After opening with modest gains helped by positive US manufacturing data, stocks turned mixed but then succumbed to selling amid the revived worries about a Greek default.
"The flare-up in uneasiness towards the troubled nation comes courtesy of reports that eurozone finance ministers, (who) already cancelled a meeting, are exploring ways to delay the next wave of bailout aid to debt-laden Greece, while still avoiding an immediate default," Charles Schwab analysts said.
Lowered hopes for a new US stimulus programme also helped depress stocks, analysts said.
The Federal Reserve released the minutes of its last policy board meeting that suggested a low level of enthusiasm for more stimulus.
"The afternoon release of the FOMC minutes cooled markets even more as the minutes showed little enthusiasm for another round of quantitative easing," said Paul Ausick at 24/7WallSt.com.
Bank of America was the Dow's biggest decliner, losing 2.5%.
Among stocks in focus, Kellogg Company said it will buy Procter & Gamble's Pringles potato chip business for $2.7bn as the cereal maker seeks to extend its global snacks reach.
The announcement came after P&G and Diamond Foods mutually agreed to end Diamond's plan to buy Pringles.

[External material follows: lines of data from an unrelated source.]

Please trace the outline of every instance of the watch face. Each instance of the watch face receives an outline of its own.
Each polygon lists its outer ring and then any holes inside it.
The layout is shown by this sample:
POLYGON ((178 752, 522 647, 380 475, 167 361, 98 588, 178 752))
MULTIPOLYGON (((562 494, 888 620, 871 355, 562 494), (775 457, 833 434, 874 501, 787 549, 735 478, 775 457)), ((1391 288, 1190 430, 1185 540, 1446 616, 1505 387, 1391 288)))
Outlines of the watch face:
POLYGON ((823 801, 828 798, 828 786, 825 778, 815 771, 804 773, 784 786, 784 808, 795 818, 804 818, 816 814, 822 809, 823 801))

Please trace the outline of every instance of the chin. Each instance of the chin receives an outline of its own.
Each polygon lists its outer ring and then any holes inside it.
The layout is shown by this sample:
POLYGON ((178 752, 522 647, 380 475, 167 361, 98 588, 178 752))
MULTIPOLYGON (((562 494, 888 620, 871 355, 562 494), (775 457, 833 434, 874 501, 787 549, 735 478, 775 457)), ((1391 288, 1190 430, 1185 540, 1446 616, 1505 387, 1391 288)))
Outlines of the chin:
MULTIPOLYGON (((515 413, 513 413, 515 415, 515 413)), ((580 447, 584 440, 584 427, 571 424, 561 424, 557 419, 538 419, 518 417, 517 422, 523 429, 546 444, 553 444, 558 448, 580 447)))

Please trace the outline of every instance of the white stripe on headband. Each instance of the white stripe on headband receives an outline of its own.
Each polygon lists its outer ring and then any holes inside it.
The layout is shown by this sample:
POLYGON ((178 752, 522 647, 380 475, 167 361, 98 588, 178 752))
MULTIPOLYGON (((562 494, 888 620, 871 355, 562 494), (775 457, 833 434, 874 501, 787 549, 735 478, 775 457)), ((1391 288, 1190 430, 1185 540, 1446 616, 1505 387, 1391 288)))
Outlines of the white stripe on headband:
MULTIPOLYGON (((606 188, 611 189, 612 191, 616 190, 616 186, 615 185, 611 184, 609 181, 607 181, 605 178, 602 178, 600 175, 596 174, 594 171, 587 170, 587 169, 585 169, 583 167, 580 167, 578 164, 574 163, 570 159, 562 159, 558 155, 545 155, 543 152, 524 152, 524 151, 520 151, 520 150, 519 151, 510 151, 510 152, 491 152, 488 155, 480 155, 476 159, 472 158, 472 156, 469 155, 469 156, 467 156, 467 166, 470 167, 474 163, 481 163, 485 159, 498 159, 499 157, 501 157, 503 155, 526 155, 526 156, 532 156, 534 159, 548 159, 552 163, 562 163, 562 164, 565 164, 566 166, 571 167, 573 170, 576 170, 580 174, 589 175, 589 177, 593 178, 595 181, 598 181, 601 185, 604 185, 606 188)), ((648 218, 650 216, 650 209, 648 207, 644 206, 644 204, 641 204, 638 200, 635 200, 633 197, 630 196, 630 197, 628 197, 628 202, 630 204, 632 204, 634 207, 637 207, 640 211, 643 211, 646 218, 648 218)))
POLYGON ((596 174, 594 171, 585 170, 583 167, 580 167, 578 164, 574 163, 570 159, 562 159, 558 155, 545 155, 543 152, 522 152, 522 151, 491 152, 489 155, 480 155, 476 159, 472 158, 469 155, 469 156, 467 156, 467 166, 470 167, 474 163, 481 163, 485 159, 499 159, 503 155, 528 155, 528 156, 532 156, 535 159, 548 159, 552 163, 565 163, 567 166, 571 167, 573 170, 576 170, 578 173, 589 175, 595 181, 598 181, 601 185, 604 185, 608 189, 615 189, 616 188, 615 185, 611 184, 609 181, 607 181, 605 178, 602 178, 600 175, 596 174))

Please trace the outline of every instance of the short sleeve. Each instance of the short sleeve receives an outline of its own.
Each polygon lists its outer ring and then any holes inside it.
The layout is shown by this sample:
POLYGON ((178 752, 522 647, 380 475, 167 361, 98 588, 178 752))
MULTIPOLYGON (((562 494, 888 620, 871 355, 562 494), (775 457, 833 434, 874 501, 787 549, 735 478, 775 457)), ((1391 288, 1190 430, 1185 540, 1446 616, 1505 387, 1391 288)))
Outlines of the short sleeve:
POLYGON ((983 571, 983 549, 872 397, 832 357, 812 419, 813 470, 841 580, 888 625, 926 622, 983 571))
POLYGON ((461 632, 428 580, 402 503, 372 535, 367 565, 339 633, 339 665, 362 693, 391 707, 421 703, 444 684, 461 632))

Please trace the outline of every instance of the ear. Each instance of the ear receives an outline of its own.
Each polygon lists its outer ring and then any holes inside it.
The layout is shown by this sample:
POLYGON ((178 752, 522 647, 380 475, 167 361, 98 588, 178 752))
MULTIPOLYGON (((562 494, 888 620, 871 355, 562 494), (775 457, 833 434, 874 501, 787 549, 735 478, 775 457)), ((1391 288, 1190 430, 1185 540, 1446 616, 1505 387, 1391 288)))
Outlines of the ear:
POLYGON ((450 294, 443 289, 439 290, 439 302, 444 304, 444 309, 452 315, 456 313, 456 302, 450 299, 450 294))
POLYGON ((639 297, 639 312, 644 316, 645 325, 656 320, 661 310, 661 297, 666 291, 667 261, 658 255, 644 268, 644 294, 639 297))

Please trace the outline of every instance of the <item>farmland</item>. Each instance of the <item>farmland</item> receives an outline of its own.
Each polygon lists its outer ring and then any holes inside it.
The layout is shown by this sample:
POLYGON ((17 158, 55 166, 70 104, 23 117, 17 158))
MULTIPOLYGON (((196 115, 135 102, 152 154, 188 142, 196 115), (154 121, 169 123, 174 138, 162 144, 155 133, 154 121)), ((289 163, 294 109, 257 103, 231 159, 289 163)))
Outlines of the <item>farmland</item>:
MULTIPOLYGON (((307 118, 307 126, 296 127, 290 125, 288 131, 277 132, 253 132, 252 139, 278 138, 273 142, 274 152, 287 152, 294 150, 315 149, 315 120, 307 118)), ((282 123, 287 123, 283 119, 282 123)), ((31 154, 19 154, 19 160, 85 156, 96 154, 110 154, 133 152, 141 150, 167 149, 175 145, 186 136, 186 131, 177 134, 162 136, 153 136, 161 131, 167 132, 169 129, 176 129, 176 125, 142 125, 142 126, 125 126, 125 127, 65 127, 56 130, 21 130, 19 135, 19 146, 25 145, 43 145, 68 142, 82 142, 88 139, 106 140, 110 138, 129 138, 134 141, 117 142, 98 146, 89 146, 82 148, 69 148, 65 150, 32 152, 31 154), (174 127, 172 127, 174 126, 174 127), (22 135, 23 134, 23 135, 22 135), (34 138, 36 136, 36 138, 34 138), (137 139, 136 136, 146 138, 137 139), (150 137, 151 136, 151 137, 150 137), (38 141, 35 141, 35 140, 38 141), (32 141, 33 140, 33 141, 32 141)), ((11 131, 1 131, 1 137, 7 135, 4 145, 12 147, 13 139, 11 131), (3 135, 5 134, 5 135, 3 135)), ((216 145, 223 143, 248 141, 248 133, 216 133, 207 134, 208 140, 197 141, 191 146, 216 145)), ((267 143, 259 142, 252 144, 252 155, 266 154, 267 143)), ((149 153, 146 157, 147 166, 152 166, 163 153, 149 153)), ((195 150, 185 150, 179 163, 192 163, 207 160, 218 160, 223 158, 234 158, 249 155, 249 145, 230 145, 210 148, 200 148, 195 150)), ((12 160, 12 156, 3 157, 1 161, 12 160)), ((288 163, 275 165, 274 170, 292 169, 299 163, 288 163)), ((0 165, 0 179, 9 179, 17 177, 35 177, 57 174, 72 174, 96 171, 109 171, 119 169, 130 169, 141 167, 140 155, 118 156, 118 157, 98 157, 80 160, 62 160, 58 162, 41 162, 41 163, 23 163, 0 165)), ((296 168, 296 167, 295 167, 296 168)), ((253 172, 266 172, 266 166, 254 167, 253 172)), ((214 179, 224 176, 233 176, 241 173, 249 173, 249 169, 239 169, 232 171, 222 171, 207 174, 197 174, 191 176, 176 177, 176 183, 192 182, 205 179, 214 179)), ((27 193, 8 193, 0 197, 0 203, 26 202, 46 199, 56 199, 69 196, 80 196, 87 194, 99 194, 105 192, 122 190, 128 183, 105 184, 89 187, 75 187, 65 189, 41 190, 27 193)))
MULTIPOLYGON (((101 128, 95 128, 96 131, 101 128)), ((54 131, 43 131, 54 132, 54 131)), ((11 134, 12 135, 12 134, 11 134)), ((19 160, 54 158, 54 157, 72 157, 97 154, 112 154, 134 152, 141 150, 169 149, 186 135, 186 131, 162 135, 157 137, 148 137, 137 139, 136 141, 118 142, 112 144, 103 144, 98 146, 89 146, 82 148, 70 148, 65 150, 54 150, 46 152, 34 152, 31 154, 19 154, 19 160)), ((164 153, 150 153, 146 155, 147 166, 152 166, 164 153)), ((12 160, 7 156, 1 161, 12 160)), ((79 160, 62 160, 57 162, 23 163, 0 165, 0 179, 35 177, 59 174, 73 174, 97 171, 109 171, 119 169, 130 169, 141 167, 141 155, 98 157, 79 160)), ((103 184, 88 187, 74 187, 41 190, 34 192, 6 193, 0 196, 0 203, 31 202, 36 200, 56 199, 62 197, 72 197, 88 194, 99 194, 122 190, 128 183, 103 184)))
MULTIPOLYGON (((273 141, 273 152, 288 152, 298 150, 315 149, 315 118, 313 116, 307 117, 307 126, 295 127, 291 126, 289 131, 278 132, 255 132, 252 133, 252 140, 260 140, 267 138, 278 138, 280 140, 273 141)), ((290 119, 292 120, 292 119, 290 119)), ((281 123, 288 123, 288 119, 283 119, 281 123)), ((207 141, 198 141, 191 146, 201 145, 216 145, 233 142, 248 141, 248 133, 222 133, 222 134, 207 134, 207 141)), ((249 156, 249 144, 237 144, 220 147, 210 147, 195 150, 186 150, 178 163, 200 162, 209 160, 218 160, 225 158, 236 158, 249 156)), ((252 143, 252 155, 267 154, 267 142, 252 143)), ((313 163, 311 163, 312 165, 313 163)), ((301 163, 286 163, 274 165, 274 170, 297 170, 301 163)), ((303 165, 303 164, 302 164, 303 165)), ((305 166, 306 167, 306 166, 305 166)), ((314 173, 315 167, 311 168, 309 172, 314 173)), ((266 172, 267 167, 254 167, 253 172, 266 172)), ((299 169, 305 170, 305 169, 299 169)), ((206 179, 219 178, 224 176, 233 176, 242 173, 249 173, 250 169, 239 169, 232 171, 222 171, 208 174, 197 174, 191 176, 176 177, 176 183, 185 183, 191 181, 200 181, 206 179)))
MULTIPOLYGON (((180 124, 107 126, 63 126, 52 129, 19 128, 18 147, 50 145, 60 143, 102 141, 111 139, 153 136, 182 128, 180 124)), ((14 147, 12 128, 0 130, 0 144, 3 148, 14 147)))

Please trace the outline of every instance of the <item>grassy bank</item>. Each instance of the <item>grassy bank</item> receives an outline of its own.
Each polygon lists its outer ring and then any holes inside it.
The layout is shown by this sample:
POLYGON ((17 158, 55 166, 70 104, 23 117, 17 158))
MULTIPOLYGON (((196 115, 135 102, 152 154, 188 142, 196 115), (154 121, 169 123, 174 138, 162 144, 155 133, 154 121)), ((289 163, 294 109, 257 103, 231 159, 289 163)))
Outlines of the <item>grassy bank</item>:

Kellogg shares soared 5.1%; Diamond jumped 5.2% and P&G edged up 0.1%.
Cable and media giant Comcast surged 4.7% after posting solid earnings gains and an upbeat outlook.
Facebook game star Zynga dived 17.8% after turning in a $435m loss for the fourth quarter, with rising costs exacerbated by a huge employee stock compensation program.
Bond prices were flat.
The yield on the 10-year Treasury was unchanged from 1.92% on Tuesday, while the 30-year yield held steady at 3.07%.
Bond prices and yields move in opposite directions.